Spätestens jetzt schien sich der Richter in ein juristisches Raubtier zu verwandeln, das sich seinem Opfer kompromisslos an die Fersen heftete, um es zur Strecke zu bringen.

„Du willst mich also tatsächlich glauben machen, du seiest tot! Ermordet! Mit einem Zuckerstückchen! – Du bist es aber nicht! Ein scheintoter bist du, raffiniert bist du, ein Hochstapler, ein ganz ein Schlauer, ein Fallot, gib's zu...“

„Nein!“

„Name??!“

„Wolfsmehl.“

„Da haben wir's. Der kann's nicht lassen! Wie ist der Name??“

„Wolfsmehl.“

„Wolfsmehl??“

„In der Erdakte steht Relpatshcoh. Noch nie gehört Bürschchen, wie??“

„Nein, wirklich nicht, Herr Richter. Ich heiße Wolfsmehl.“

„Na gut. Dann eben Wolfsmehl. Wir sind schließlich im Himmel keine Bürokraten. Hier darf sich jeder nennen wie er will! Dann schreiben wir eben Wolfsmehl. Nummer 13 bleibt! Darauf kommt es an.“

Siegesbewusst legte der Richter dar: „Hauch mich an! Ich möchte deinen Atem spüren!“

Ich versuchte, ihn anzuhauchen, was aber misslang, weil mein Luftvorrat im Himmel verständlicherweise nicht mehr vorhanden war.
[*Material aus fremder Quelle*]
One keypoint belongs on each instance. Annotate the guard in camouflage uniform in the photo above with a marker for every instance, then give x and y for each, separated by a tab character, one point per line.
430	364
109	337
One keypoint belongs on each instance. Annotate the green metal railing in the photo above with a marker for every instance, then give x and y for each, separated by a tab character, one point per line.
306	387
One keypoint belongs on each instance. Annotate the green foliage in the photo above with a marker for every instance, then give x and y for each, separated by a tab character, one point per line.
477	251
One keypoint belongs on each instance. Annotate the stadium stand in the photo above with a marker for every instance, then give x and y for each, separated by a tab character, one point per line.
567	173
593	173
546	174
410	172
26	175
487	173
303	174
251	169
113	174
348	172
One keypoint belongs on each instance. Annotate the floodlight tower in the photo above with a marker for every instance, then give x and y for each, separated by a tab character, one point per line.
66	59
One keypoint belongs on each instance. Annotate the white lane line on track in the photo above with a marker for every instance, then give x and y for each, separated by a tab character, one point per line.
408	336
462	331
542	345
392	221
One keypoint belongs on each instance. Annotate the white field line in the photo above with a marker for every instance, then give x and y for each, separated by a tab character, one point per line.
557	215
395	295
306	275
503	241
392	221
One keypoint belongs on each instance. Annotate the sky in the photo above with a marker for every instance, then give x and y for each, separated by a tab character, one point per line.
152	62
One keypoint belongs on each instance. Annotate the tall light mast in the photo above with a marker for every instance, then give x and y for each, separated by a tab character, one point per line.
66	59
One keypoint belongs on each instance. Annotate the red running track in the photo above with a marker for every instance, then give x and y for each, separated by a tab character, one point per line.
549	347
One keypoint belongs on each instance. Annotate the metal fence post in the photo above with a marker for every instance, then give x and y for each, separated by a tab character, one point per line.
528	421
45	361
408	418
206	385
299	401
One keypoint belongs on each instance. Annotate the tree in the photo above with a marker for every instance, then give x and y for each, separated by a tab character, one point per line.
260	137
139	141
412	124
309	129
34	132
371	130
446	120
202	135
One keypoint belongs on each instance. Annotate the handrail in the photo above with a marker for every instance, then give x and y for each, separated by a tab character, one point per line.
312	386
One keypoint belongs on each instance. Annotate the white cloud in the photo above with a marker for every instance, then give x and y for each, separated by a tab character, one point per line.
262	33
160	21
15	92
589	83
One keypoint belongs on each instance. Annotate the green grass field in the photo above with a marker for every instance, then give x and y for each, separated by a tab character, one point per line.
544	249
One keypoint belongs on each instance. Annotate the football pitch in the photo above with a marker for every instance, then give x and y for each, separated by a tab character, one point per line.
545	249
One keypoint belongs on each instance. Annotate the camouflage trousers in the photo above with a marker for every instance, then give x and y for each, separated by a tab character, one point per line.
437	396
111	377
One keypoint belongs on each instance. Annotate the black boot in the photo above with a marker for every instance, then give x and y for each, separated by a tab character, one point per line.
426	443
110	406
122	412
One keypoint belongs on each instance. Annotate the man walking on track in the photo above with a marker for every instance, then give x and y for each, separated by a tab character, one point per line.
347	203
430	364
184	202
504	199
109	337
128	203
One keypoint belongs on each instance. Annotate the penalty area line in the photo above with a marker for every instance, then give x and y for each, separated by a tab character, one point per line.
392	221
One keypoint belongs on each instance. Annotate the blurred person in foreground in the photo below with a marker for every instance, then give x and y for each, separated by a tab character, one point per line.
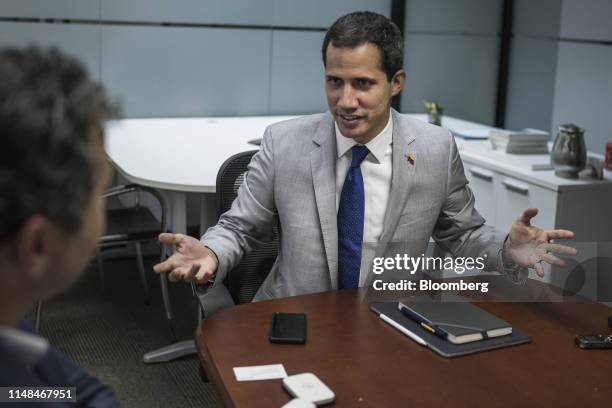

Dieser Umstand gab dem Juristen zu denken.

Bedrückendes Schweigen senkte sich von der Decke, bis die schrille Stimme der Schöffin selbiges sprengte: „Schaltet doch dieses grässliche Licht aus!“

Diesem zwingenden Befehl gehorchte der Protokollführer behände wie ein Iltis. Jetzt gab es nur noch Sonnenlicht.

Ein mächtiger Schatten floss über den Boden, als der Richter sich emporstemmte und katzenhaft über das Pult beugte.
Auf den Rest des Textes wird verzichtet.